Ti Paris l’immortel troubadour haïtien

Il est des voix qui ne s’éteignent jamais. Ni dans le temps, ni dans la mémoire. Il est aussi des voix qui ont une vie et qui résonnent au-delà de la mort. La voix de Ti Paris, une voix magnifiquement timbrée, sensuelle, une voix mélodieuse. Une voix qui était la voix d’Haïti, de ses paysans, de ses petites gens n’avait pas pris une ride durant toute la carrière de l’artiste. Ti Paris était le représentant le plus authentique du goût créole, un condensé d’originalité et de spontanéité. Considéré comme l’un des artistes les plus authentiques de la Caraïbe, il était le symbole de la musique troubadour un genre très populaire en Haïti.

Né en 1933 dans le quartier de la rue Beauvais ci-devant “ Sou l’hôpital» une rue de la ville de Jacmel, fils de Resia Delmas commerçante et Vilson Paris maître maçon.

Révélation sur Ti Paris

Lors d’une causerie sur Ti Paris dans les jardins du défunt poète Maurice Cadet, écrivain, et ancien Président d’honneur des Éditions Pulucia le 21 juin 2017 à l’occasion de la journée internationale de la musique, avec Pierre Paul Ancion journaliste, poète, écrivain et chef de file du mouvement Sacraisme

Maurice Cadet a déclaré : « Achille  n’a pas eu la signature des  Paris. Les Paris étaient Maurice Paris et Emmanuel Paris, tous musiciens, guitariste et accordéoniste, troubadour. Archille portait la signature de sa maman, il se nommait Archille Cyriaque Delmas, frère de Roger et René Delmas un ancien député.»

Le livre dénommé « Les trois mousquetaires de Jacmel », une psychobiographie de Ernst Delmas, un membre de la famille, lève le voile sur la vraie identité de Cyriaque Achille Paris tout en mettant en lumière sa vie et son œuvre musicale.

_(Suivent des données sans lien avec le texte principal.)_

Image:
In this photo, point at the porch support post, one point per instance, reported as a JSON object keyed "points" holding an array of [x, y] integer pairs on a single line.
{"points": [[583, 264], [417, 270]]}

«  L’homme plus généralement connu sous le sobriquet de Ti Paris était né Cyriaque Achille Delmas, deuxième enfant de la dame Résia Delmas, commençante au Bélair dans les parages du célèbre Marché en Fer, et de Vilson Paris. Cyriaque Achille Delmas était devenu plus tard Cyriaque Achille Paris puisqu’il l’exigeait de son père pour se mettre au diapason avec les exigences sociales.Le cœur a des raisons que la raison ne connaît pas, et Ti paris, nom de profession parce qu’il nourrissait une admiration féroce pour son grand demi-frère Maurice Paris, musicien lui aussi, qui l’avait initié très tôt, peut-être a l’engouement musical au mépris des règles familiales imposées par la mère.»

 

Ses débuts

Un jeune troubadour inconnu de 17 ans en provenance de Jacmel, arrivait en 1950 à Port-au-Prince, avec comme seul bagage et motif de vie: sa guitare. Cyriaque Achille Paris deviendra célèbre sous le nom de Ti Paris. Ses débuts dans la capitale haïtienne étaient très difficiles. Chanteur infatigable et troubadour de rue, selon ce qu’il a raconté, il a beaucoup bourlingué avec cet instrument, condamné à errer d’un bar à l’autre.

 

Une carrière artistique mouvementée

 Sa vie et sa carrière artistique seront rapides et agitées. Ti Paris était un homme simple, humble et immensément populaire qui n’hésitait pas à combattre les préjugés et les injustices sociales. Il vivait pleinement sa vie, parfois à outrance, et goûtait à tous les plaisirs sans aucune restriction.Deux disques à l’actif du trouvère jacmélien (Ti Paris et sa guitare) sortit en 1970, Anasylia (posthume) 1995.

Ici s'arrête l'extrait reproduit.